Pope Francis received a bloodstained relic of slain Archbishop Oscar
Romero as a gift from El Salvador’s President Mauricio Funes Cartagena.
Funes had told the media before his Thursday meeting with the Pope
that the aim of his visit to the Vatican was to express his gratitude
that the archbishop’s canonisation process had been “unblocked” and to
encourage the sainthood process moving forward.
The Vatican said the Pope and Funes talked about Archbishop Romero
and “the importance of his witness for the whole nation” of El Salvador.
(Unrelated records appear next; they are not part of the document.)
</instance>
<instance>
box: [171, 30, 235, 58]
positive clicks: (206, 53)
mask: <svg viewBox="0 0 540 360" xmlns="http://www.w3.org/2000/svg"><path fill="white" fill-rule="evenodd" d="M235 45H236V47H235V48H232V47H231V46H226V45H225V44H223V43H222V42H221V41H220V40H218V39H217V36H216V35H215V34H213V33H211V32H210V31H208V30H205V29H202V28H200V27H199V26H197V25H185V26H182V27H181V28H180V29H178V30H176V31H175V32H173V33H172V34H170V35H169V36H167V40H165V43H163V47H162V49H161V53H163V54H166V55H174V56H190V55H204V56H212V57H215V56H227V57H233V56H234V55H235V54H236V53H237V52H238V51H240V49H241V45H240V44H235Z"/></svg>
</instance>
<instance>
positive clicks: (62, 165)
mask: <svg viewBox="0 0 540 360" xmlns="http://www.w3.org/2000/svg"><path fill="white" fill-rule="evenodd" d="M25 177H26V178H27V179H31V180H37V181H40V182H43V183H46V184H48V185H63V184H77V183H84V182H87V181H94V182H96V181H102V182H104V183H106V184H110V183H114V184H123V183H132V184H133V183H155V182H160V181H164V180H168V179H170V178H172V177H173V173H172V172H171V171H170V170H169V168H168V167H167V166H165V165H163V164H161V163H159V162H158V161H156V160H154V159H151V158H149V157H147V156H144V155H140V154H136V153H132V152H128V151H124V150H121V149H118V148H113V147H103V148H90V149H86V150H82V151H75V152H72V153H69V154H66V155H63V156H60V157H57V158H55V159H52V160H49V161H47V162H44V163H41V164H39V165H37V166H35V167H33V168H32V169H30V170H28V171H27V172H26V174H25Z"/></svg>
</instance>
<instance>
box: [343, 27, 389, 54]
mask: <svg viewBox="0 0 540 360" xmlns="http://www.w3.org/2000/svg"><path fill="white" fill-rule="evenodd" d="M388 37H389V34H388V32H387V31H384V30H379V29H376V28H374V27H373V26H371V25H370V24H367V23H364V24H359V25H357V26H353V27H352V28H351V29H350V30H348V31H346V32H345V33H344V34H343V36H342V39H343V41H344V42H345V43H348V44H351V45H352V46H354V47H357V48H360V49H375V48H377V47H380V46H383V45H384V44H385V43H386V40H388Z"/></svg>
The two leaders also talked about the Church’s work in fostering
peace and reconciliation; providing education and charity, and in
fighting poverty and organised crime, the Vatican said in a written
statement.
Upon meeting the Pope outside the papal library, Funes told the
Pontiff he was “very honoured” to be there. Pope Francis and he then
spoke privately for 12 minutes, followed by an exchange of gifts.
Funes presented the Pope with a large gold-colored reliquary containing a
faded white bloodstained piece of the vestment Archbishop Romero of San
Salvador was wearing when he was gunned down March 24, 1980, while
celebrating Mass in a hospital chapel.
Jesuit Father Federico Lombardi, Vatican spokesman, told reporters
that there was “clearly a bloodstain” in the middle of the cloth.
The reliquary was a gift from the sisters of the Congregation of
Missionary Carmelites of St Theresa who run the Divine Providence
Hospital where the archbishop had lived and was killed.
The president’s visit came one month after Italian Archbishop
Vincenzo Paglia, the postulator for the archbishop’s sainthood cause,
said the process to beatify and eventually canonise the slain Salvadoran
archbishop has been unblocked.
The Congregation for Saints’ Causes authorised the opening of his
cause in 1993, but many people working for Archbishop Romero’s cause
described the congregation’s standard review of the candidate’s writings
as being “blocked” from 2000 to 2005.
Pope Benedict XVI told reporters in 2007 that the archbishop was
“certainly a great witness of the faith” who “merits beatification, I do
not doubt.” However, he said even though work on the sainthood cause
was proceeding, problems had been created when some groups unjustly
tried to co-opt Archbishop Romero as a political figure.
Father Lombardi told reporters after the president’s meeting with the
Pope that Archbishop Romero’s “cause is going forward in the
Congregation for Saints’ Causes, according to church rules” and that it
is solely up to the congregation “to inform us” about the status of the
process.
The next step in the process is a formal papal declaration that
Archbishop Romero died a martyr, that he was killed because of his
faith.
A miracle is not needed for the beatification of a martyr.